A study conducted by the Department of Psychological Medicine, Faculty of Medicine, University of Malaya, in May stated that pandemics impact the poor and vulnerable population.

People with pre-existing mental illness tend to face fear and anxiety, as well as risk of mental illness relapse.

Health Care Workers Stigmatise Covid-19 Too

Bandar Kuching MP Dr Kelvin Yii. Picture by Boo Su-Lyn.

Bandar Kuching MP Dr Kelvin Yii stated that stigmatising Covid-19 patients even happens among health care workers who know the nature and severity of the disease.

“A health care worker called me and cried. She said that she went for a Covid-19 test voluntarily. She did not display any symptoms. When she tested positive, her co-workers started blaming her,” Dr Yii told CodeBlue in an interview.

“She said to me that she regretted doing the test.”

Dr Kelvin Yii, Bandar Kuching Member of Parliament

According to Dr Yii, health care workers who are exposed to the coronavirus should be encouraged to do frequent tests instead of being ashamed.

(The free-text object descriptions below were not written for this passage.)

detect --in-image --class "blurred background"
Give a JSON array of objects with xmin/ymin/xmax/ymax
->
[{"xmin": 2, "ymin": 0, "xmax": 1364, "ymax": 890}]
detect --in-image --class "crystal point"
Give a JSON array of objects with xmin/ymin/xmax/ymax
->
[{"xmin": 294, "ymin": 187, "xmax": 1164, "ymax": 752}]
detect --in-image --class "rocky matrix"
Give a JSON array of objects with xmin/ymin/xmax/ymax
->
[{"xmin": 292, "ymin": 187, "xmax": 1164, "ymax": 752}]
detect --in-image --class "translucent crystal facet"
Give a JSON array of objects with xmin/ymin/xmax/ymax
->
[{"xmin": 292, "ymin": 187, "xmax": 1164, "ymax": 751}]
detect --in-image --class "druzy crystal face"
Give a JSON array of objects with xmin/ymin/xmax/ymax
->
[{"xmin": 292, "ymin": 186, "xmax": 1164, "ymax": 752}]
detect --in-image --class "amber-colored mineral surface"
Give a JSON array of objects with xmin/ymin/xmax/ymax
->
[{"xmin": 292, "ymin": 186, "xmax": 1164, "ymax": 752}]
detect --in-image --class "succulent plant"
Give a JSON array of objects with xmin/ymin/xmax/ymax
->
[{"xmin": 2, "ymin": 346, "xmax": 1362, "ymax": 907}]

“We are talking about recovery. It is not about physical recovery, but also about mental recovery,” Dr Yii added.

“We talk about economic recovery. If the workers are not protected emotionally, how can they ensure productivity?”

A study published in The Lancet stated that mental health conditions in the workplace were estimated to cost the Malaysian economy RM14.46 billion in 2018.